Entitlement vs sustainability

Entitlement vs sustainability

We live on a finite planet with a supply of natural resources upon which we totally depend. Our economy (a set of rules that we humans devised for our benefit) is built entirely on these resources. So, if we are not to “squander our children’s future”, it is imperative that we “live within the means provided” by only using these resources at a rate that is “sustainable” – it would be immoral to do otherwise.

Maybe there is a sense of “entitlement” that exists in some communities, where generations of people have simply lived off the state. So why didn’t Mr Hockey add a carrot to the big stick to change this culture of entitlement? What about a policy to encourage change through education? Oh hang on, this was also cut. What about promoting self-fulfilment and hope? Not easy, but at least give it a go.

There is also of course an “entitlement” culture that exists amongst some of the wealthy, who hide behind grey tape1 to effectively launder money around and legally avoid paying tax.

In 1952, 4,000 people died in London as a result of excessive smog. This necessitated stringent laws to clean up, which over time duly happened and London is the better for it. But until then, pollution was a cost passed on by companies to society. These business barons felt entitled to simply dump their pollution in order to maximise profits. Certain leaders in society feel entitled to cut down 400-year-old forests for paper pulp,  contaminate the Great Barrier Reef to construct a coal terminal at Abbot Point (aptly named), produce products destined for waste dumps because of built-in obsolescence, and of course produce emissions that are threatening us and our “children’s future”.

The “age of entitlement” of being able to destroy a shared resource for personal gain must end.

The evidence of only 20% of original forests left, 10% of large fish stocks, extinctions 100 times that of natural background, and of course the famous hockey stick graph that shows the rapidly changing climate, is so overwhelming, yet is being ignored in favour of the entitled few.

All these costs – known by economists as negative externalities (they certainly have a way with words) – are real and won’t go away with the magic wave of a hockey stick. Either companies pay now or society pays later – a simple choice, yet in the interests of short term economics the latter is chosen.

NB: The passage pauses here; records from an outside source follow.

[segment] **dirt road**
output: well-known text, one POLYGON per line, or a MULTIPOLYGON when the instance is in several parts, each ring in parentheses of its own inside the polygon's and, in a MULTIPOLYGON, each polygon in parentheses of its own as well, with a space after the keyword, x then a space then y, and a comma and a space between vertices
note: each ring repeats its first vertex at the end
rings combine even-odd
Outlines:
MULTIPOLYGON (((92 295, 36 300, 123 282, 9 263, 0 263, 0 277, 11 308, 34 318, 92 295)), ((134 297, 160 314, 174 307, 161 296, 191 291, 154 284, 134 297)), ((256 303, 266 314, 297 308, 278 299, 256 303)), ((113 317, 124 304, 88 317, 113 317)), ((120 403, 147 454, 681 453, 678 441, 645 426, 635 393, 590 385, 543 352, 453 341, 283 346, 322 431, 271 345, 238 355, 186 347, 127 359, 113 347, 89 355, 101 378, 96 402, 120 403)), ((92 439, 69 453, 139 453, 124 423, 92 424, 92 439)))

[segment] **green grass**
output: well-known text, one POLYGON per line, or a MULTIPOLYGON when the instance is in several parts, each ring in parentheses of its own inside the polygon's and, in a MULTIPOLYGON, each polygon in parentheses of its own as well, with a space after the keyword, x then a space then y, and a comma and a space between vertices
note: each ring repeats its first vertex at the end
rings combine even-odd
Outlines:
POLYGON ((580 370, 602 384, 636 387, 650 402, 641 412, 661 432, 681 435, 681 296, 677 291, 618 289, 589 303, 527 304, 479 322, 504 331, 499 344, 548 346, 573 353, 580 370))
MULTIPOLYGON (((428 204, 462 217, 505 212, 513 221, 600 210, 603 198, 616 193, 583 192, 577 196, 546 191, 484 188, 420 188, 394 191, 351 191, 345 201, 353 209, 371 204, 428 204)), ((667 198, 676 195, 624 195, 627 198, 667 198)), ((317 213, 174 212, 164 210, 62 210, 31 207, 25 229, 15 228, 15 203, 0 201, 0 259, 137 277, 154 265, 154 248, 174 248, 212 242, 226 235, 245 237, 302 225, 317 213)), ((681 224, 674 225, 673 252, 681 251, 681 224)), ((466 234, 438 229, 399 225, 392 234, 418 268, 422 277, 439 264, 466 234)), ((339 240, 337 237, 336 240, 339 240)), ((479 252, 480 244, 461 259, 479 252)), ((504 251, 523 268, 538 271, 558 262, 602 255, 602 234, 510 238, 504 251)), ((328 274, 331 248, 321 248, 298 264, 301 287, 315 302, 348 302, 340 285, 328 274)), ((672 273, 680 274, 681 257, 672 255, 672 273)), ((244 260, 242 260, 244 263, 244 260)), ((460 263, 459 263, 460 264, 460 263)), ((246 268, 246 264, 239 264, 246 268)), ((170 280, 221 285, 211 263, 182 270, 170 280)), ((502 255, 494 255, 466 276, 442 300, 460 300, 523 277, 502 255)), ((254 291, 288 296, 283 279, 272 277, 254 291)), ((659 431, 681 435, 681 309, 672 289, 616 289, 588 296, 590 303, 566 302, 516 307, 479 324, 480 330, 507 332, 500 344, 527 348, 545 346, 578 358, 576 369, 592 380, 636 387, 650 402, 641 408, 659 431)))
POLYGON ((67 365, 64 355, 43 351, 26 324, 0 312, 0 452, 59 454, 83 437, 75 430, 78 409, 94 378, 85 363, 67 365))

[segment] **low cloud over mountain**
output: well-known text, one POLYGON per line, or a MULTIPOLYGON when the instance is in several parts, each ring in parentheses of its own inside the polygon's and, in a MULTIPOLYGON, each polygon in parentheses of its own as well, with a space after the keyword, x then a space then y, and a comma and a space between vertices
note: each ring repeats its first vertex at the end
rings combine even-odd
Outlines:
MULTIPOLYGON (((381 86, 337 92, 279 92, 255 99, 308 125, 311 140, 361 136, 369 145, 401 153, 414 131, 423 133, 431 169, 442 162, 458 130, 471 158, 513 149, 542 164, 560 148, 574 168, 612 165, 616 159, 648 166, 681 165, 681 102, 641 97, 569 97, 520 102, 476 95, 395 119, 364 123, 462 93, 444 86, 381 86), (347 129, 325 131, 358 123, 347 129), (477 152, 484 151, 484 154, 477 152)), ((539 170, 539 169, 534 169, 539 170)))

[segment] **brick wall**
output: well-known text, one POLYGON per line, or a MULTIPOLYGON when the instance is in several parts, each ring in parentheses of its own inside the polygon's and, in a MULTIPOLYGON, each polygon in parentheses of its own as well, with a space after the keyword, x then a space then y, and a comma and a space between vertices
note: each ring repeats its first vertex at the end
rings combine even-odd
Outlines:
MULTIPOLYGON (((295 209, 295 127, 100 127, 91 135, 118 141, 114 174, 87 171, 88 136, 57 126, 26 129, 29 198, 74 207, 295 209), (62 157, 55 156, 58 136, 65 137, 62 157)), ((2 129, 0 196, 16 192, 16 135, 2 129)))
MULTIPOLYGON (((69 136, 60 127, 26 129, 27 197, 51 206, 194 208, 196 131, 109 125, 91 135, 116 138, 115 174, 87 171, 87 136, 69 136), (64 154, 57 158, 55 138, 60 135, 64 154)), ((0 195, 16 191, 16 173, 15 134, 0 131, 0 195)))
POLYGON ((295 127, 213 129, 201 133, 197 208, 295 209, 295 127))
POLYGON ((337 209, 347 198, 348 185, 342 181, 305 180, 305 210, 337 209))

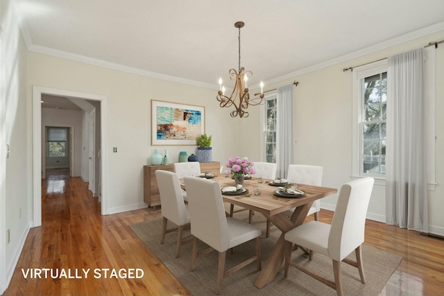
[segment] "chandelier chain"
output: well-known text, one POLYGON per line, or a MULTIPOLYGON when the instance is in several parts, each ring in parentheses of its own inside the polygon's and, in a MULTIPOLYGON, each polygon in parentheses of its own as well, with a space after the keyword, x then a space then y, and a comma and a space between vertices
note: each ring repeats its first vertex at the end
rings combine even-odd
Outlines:
POLYGON ((239 28, 239 71, 241 72, 241 27, 239 28))

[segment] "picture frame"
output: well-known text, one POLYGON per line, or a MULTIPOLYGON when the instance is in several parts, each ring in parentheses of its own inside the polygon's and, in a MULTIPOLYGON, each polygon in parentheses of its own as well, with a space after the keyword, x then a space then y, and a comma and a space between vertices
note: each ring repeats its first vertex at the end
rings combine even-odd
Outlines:
POLYGON ((151 100, 151 146, 197 145, 205 133, 203 106, 151 100))

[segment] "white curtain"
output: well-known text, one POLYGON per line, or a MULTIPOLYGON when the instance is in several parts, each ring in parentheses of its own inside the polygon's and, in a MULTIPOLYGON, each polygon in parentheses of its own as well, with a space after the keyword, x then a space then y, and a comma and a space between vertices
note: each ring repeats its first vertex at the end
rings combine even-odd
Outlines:
POLYGON ((293 164, 293 85, 278 88, 276 98, 276 176, 285 177, 289 164, 293 164))
POLYGON ((423 49, 388 59, 386 218, 428 232, 424 61, 423 49))

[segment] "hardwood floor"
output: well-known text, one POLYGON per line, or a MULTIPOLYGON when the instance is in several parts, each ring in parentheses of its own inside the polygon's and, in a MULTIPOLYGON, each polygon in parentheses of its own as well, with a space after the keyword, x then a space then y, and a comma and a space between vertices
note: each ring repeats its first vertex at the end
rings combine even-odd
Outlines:
MULTIPOLYGON (((67 170, 48 171, 42 187, 42 226, 30 231, 3 295, 190 295, 128 227, 161 217, 160 209, 101 216, 87 183, 69 177, 67 170), (71 270, 71 276, 78 270, 80 277, 82 268, 141 268, 144 275, 110 278, 108 272, 104 279, 91 271, 87 278, 40 279, 25 277, 28 268, 71 270)), ((320 220, 331 223, 332 216, 321 210, 320 220)), ((444 295, 443 241, 368 220, 365 244, 404 257, 381 295, 444 295)))

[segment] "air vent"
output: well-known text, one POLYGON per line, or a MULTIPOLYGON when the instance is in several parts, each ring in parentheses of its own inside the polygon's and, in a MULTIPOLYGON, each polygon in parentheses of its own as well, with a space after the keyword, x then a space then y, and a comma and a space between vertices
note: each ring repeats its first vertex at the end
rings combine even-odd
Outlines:
POLYGON ((444 241, 444 237, 443 236, 437 236, 437 235, 435 235, 435 234, 426 234, 425 232, 418 232, 418 236, 421 236, 428 237, 429 238, 437 239, 438 241, 444 241))

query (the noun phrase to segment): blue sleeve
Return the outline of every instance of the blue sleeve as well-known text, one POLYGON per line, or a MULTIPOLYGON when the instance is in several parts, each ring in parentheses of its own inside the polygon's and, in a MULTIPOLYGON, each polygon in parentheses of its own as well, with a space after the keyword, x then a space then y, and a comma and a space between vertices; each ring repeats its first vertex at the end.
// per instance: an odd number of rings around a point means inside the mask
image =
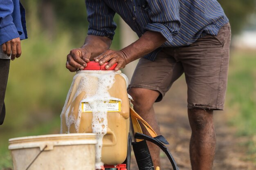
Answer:
POLYGON ((89 22, 87 34, 113 40, 117 28, 113 20, 115 12, 101 0, 85 0, 85 4, 89 22))
POLYGON ((0 44, 19 37, 11 15, 13 10, 11 0, 0 0, 0 44))
POLYGON ((149 15, 152 22, 145 29, 158 32, 168 42, 178 34, 181 26, 180 3, 178 0, 146 0, 150 10, 149 15))

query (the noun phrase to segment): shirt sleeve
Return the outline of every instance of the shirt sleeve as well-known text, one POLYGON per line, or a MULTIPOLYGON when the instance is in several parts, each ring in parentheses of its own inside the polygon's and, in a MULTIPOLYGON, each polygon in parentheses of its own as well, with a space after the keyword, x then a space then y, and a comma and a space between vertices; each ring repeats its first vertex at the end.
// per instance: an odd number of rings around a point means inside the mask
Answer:
POLYGON ((11 0, 0 0, 0 44, 19 37, 11 15, 13 10, 11 0))
POLYGON ((158 32, 168 42, 178 34, 181 24, 180 18, 178 0, 146 0, 149 6, 148 14, 152 22, 145 29, 158 32))
POLYGON ((87 34, 113 40, 117 28, 113 20, 115 12, 101 0, 85 0, 85 4, 89 22, 87 34))

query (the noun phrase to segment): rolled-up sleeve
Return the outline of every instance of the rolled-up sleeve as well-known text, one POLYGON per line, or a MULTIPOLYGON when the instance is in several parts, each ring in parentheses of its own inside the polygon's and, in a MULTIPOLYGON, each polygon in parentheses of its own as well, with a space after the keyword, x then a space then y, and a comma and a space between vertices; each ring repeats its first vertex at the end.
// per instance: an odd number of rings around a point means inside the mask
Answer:
POLYGON ((152 22, 145 29, 158 32, 171 42, 173 37, 177 35, 181 26, 178 0, 147 0, 149 6, 148 14, 152 22))
POLYGON ((13 22, 11 15, 13 4, 11 0, 0 0, 0 44, 20 35, 13 22))
POLYGON ((117 25, 115 12, 101 0, 85 0, 89 22, 88 35, 105 36, 113 40, 117 25))

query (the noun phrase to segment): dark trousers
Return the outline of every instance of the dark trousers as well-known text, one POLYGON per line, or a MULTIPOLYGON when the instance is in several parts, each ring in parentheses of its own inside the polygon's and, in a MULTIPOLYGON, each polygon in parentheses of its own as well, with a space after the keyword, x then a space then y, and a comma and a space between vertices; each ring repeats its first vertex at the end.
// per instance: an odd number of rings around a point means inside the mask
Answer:
POLYGON ((4 100, 9 74, 10 61, 10 60, 0 59, 0 125, 4 123, 5 117, 4 100))

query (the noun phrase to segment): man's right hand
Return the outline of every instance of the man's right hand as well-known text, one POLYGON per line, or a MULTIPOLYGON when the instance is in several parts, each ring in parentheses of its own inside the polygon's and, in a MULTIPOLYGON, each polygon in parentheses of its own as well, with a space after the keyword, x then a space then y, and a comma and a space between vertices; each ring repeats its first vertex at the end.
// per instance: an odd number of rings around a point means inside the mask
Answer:
POLYGON ((13 38, 2 44, 2 49, 4 54, 10 56, 11 59, 14 60, 15 58, 18 58, 21 55, 21 47, 20 39, 19 37, 13 38))
POLYGON ((83 47, 72 50, 67 56, 66 67, 72 72, 83 70, 90 62, 91 53, 83 47))

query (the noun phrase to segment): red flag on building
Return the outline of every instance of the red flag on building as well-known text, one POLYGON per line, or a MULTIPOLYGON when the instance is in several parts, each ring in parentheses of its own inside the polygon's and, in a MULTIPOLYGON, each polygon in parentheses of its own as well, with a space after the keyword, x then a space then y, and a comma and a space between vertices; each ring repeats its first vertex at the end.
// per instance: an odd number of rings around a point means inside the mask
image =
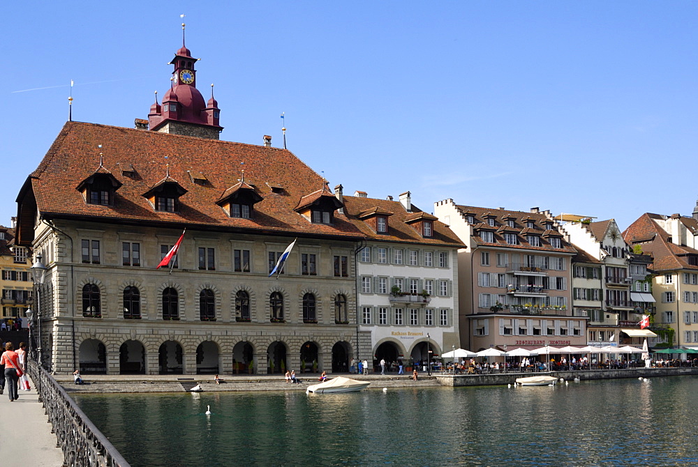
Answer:
POLYGON ((181 239, 184 238, 184 232, 186 231, 186 229, 185 229, 184 231, 181 233, 181 236, 179 237, 179 240, 177 240, 177 243, 174 244, 174 246, 172 247, 169 252, 168 252, 168 254, 165 255, 164 258, 163 258, 163 261, 160 261, 160 264, 158 265, 158 267, 156 268, 156 269, 160 269, 162 266, 166 266, 170 264, 170 261, 172 259, 177 256, 177 252, 179 250, 179 244, 181 243, 181 239))

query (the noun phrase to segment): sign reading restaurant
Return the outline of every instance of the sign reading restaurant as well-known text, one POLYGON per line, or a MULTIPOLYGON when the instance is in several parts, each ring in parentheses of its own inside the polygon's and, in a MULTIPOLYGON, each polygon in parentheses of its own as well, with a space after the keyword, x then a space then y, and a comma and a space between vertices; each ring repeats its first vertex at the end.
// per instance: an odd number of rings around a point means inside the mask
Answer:
MULTIPOLYGON (((517 341, 514 345, 517 346, 544 346, 545 341, 517 341)), ((549 341, 548 345, 551 346, 568 346, 570 341, 549 341)))

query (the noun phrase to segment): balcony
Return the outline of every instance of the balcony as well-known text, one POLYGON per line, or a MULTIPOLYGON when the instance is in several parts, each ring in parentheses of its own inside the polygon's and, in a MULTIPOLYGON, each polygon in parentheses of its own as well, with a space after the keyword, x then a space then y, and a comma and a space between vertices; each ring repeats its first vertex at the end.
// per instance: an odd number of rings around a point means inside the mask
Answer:
POLYGON ((524 264, 521 263, 510 263, 506 265, 507 272, 519 275, 547 275, 547 268, 542 264, 524 264))
POLYGON ((632 308, 632 300, 607 300, 606 306, 614 308, 632 308))
POLYGON ((630 285, 632 280, 621 276, 606 276, 606 283, 612 285, 630 285))
POLYGON ((547 292, 546 292, 545 289, 543 289, 543 286, 540 285, 520 285, 518 286, 510 286, 507 288, 507 293, 526 296, 547 295, 547 292))
POLYGON ((426 304, 431 301, 431 297, 428 295, 425 296, 417 293, 398 292, 396 293, 391 293, 388 296, 388 300, 391 303, 426 304))

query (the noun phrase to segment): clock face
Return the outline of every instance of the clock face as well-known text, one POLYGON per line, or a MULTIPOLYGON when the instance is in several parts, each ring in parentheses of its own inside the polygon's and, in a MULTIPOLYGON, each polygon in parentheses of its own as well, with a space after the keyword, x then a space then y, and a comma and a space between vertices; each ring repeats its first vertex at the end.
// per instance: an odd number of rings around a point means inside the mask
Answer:
POLYGON ((194 82, 194 72, 188 70, 182 70, 179 72, 179 79, 185 84, 191 84, 194 82))

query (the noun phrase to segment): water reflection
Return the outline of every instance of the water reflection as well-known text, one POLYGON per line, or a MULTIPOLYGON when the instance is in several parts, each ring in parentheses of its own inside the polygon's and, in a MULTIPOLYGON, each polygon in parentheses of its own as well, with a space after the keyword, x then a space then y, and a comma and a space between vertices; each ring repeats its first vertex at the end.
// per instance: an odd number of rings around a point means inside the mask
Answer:
POLYGON ((697 381, 75 399, 135 466, 667 465, 698 462, 697 381))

Economy translated means home management. Squandering our inheritance (the earth and all its resources) is not my idea of good home management. Current neoliberal economics puts zero value on nature and its processes such as producing oxygen from carbon dioxide, photosynthesis and converting dung into food. Yet it puts an enormous value on so-called improvements such as processes that convert sugars and syrups into obesity-related soft drink that is served in a throw-away can. This is not to say that we shouldn’t partake of these offerings, but at least apportion things a fair value and let the user pay the full price.

Just as a prosperous business depends on its people and systems, so too a prosperous economy depends on its people and ecosystems. Australia – with probably the most favourable economy worldwide – can show real leadership in how to improve wellbeing and also tackle sustainability and climate change. The risks are high. The stakes are high. The Clean Energy Package must stay; otherwise this could be a dark moment in our history as we turn our back on humanity.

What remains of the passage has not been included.